Portugal: Risk Assessment
Country Risk Rating
Business Climate Rating
Strengths
- Potential in renewable energy (hydroelectric, wind and photovoltaic)
- Above-average absorption of European funds
- Low labor costs and nascent manufacturing industry (food products, electronics)
- Comparatively stable governance
- Increasingly attractive to foreign talent
Weaknesses
- Underdeveloped manufacturing sector with low-to-medium range added value
- Highly exposed to pandemic-sensitive sectors (tourism, textiles, auto parts)
- Slow-functioning legal system
- Poor quality of bank portfolios, high bad debt rates
- Deepening infrastructure gap
Current Trends |
The war in Ukraine will slow down the catching up
The pandemic mainly affected the economy due to its dependence on the tourism sector (17% of GDP, 50% of services exports in 2019), whose recovery remained limited in 2021 with still 62% fewer foreign tourists than two years earlier. Thus, at the end of 2021, while the Eurozone had recovered to its pre-crisis GDP, Portugal was still 1.4% lower. In 2022, the economic consequences of the war in Ukraine will slow the rebound in activity. The sharp rise in commodity prices will lead to a marked acceleration in inflation, which will spread to all products and remain high throughout the year. As purchasing power declines, household consumption should slow sharply. Uncertainty will not encourage households to draw on savings built up during the pandemic (10.9% of gross disposable income at the end of 2021, compared with 7% before the crisis). The conflict will also have a significant impact on businesses through, on the one hand, the worsening of supply difficulties, which had already hampered industrial activity in 2021, particularly in the critical automotive sector (15% of goods exports in 2019) and, on the other, the surge in production costs, which will lead to a contraction in margins and profits. Therefore, the investment will likely remain limited in this adverse environment for business confidence. Despite little trade with Russia - which accounted for 0.3% of exports and 1.3% of imports in 2021 - the economy will also be impacted through the foreign trade channel since 71% of its exports go to the rest of the European Union (76% when including the UK) markets, where demand will slow sharply. Despite these numerous headwinds, activity should nevertheless be driven by the rebound in tourism, provided that the health situation does not deteriorate - a scenario that cannot be ruled out given the increase in COVID-19 cases in some European countries in early spring. Investments in energy transition, infrastructure, and digital transformation will also support growth, as the country is one of the primary beneficiaries of EU funds, with EUR 13.9 billion in grants (6.5% of 2019 GDP) - plus EUR 2.7 billion in loans - for the period 2021-2026.
Forced halt in the improvement of public and external accounts
The consolidation of public finances that began in 2021 is expected to come to a halt in 2022 due to the additional measures taken by the government to limit the effects of the crisis on household and business finances (fuel price discounts, energy tax cuts, allowances for low-income households, new guaranteed loans for energy-consuming companies). The country’s high level of debt will limit its fiscal leeway.
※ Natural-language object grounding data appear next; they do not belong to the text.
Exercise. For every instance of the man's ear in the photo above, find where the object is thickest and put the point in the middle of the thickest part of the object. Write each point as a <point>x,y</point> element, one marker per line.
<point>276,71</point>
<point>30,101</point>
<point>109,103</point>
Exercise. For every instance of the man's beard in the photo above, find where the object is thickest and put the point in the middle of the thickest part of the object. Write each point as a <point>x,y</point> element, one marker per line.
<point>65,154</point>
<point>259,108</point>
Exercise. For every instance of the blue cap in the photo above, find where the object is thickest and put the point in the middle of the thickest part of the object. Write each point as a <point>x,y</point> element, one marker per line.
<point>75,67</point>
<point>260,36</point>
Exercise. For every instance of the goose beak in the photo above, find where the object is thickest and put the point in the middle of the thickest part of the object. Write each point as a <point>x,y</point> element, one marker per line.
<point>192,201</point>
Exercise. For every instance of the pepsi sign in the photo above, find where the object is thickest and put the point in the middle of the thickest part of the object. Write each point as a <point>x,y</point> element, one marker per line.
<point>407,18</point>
This is all the more true as its financing costs will continue to rise in 2022, insofar as the ECB has announced that it will stop its net asset purchases in the third quarter before, if the environment allows, raising its deposit rate at the end of the year.
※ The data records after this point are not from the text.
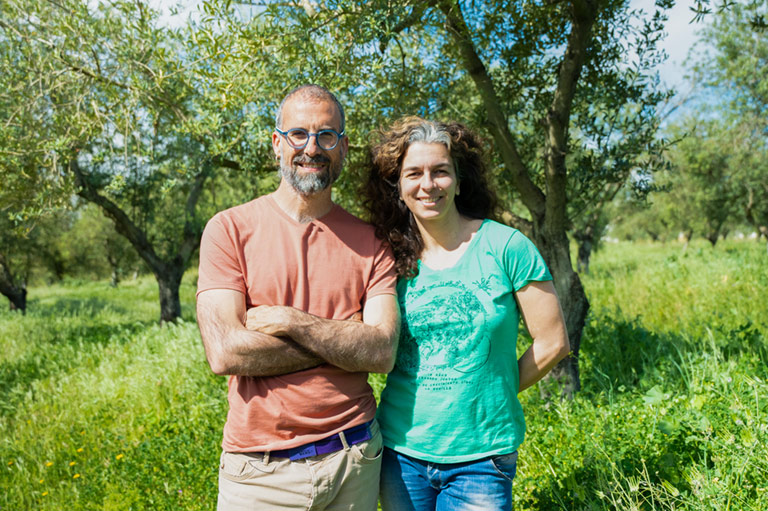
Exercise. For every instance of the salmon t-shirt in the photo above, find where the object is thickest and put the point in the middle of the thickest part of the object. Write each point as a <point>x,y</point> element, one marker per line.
<point>328,267</point>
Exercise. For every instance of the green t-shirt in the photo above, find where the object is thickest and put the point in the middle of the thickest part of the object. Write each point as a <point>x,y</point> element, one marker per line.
<point>452,396</point>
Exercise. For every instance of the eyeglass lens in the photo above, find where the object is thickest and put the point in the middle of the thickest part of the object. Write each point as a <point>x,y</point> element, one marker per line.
<point>299,137</point>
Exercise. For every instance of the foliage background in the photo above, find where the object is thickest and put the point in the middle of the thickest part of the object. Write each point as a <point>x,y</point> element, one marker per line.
<point>102,408</point>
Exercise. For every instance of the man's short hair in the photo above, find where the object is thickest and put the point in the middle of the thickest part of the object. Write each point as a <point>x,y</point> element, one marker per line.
<point>312,92</point>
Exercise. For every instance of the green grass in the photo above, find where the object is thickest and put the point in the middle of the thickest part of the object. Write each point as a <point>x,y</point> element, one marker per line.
<point>102,408</point>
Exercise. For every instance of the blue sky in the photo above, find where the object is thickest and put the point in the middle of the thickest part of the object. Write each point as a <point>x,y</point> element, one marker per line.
<point>681,35</point>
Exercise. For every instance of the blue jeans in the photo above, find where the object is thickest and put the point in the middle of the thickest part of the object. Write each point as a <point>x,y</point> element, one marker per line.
<point>410,484</point>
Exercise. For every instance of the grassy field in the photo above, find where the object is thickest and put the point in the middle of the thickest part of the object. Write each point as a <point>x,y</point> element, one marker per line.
<point>102,408</point>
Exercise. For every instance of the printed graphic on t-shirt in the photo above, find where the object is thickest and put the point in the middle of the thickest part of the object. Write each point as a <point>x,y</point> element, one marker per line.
<point>443,332</point>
After turning into a surplus in 2021, the current account balance is expected to return to a deficit in 2022 due to the substantial increase in the energy bill. While the proportion of goods is structurally in debt (7.6% of GDP in 2019), the balance of services (8.4% of GDP), fuelled by tourism revenues, is mainly surplus. However, the expected rebound of the sector should not compensate for the surge in energy imports. On the other hand, the income balance is relatively balanced, with remittances from the Portuguese diaspora-making up for dividends repatriated by foreign investors. In 2021, the country had the third largest net external debt in the European Union (81% of GDP), behind Cyprus and Greece.
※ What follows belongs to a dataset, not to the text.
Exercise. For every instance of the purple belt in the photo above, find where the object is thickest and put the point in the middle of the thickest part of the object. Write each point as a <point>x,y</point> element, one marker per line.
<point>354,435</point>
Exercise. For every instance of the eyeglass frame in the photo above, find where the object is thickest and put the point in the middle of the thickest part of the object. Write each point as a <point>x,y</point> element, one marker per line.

Absolute majority for Prime Minister António Costa
After two years in power, the left-wing coalition led by António Costa (PS) did not survive the rejection of the 2022 budget - a first since the advent of democracy in 1974 - by its partners in the Left Bloc (BE) and the Unitary Democratic Coalition (CDU, union of communists and ecologists). At the beginning of November 2021, the President of the Republic, Marcelo Rebelo de Sousa, dissolved the Parliament and called early legislative elections for January 2022. These allowed the PS to obtain an absolute majority in Parliament with 117 seats out of 230 (9 more than in 2019) and enabled it to govern without the support of its former allies. The BE (5 seats, -14 compared to 2019) and the CDU (6 seats, -6) were the big losers in the early elections. On the other side of the political spectrum, while the main opposition party remains the PSD (center-right, 76 seats), the main breakthrough was achieved by the far-right Chega party (12 seats, up from 1 in 2019), which has become the country’s third political force. In this recomposed political spectrum, António Costa will benefit, for his third term, from the stability that was absent for more than a decade.